GitHub - mutating/metacode: A standard language for machine-readable code comments

ⓘ

Many source code analysis tools use specially formatted comments to annotate code. This is an important part of the Python ecosystem, but there is still no single standard for it. This library proposes one.

Why?

The Python ecosystem includes many source code tools, such as linters, coverage tools, and formatters. Many of them use special comments, and their syntax is often very similar. Here are some examples:

Ruff, Vulture —> # noqa, # noqa: E741, F841.
Black and Ruff —> # fmt: on, # fmt: off.
Mypy —> # type: ignore, # type: ignore[error-code].
Coverage —> # pragma: no cover, # pragma: no branch.
Isort —> # isort: skip, # isort: off.
Bandit —> # nosec.

But you know what? There is no single standard for such comments.

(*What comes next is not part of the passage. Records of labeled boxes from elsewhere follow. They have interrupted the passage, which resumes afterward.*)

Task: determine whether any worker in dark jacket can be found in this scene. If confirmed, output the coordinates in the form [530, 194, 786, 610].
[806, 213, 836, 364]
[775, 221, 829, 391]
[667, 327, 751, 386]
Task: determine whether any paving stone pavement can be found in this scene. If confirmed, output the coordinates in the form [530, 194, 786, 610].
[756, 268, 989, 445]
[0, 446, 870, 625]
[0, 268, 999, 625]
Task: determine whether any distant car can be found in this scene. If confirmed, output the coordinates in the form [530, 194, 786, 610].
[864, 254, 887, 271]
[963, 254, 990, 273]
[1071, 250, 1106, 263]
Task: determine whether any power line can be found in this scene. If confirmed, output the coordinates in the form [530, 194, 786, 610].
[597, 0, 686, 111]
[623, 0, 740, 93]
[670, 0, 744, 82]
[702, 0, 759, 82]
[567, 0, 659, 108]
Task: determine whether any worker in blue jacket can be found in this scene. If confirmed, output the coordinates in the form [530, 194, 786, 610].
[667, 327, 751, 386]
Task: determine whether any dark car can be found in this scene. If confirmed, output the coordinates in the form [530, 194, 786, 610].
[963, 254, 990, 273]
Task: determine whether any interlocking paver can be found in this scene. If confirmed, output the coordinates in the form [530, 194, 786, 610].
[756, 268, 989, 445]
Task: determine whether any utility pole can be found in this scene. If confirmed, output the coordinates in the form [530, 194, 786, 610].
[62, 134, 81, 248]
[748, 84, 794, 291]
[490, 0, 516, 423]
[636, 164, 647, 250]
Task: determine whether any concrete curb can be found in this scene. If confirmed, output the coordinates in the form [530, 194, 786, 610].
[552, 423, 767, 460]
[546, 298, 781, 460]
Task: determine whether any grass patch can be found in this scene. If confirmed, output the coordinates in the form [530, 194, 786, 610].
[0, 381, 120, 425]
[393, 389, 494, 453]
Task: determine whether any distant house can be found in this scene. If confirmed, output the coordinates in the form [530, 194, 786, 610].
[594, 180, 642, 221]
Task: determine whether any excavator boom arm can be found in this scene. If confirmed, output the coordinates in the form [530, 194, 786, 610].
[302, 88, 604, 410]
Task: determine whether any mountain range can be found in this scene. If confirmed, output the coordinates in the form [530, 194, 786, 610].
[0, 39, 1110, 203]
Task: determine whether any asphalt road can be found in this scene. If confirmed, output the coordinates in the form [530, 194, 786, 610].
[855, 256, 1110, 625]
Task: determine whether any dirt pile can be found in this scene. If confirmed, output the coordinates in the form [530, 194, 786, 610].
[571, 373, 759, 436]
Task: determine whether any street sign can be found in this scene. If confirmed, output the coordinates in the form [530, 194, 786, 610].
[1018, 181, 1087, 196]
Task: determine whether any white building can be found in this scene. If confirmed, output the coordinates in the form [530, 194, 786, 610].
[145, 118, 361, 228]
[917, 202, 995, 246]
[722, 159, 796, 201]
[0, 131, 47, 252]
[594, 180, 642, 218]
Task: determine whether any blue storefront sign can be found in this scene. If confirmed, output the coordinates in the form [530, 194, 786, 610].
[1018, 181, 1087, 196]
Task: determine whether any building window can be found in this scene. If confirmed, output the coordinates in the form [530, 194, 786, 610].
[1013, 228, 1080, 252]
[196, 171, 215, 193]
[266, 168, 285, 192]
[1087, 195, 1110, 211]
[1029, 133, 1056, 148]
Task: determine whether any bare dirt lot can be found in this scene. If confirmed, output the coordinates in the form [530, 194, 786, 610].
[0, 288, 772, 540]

Tools also parse these comments differently. Some tools use regular expressions, others rely on simple string processing, and still others use full-fledged parsers, including the Python parser or even written from scratch.

As a result, as a user, you need to remember the rules by which comments are written for each specific tool. And at the same time, you can't be sure that things like double comments (when you want to leave two comments for different tools on the same line of code) will work in principle. And as the creator of such tools, you are faced with a seemingly simple task — just to read a comment — and discover that it is surprisingly tricky, and there are many possible mistakes.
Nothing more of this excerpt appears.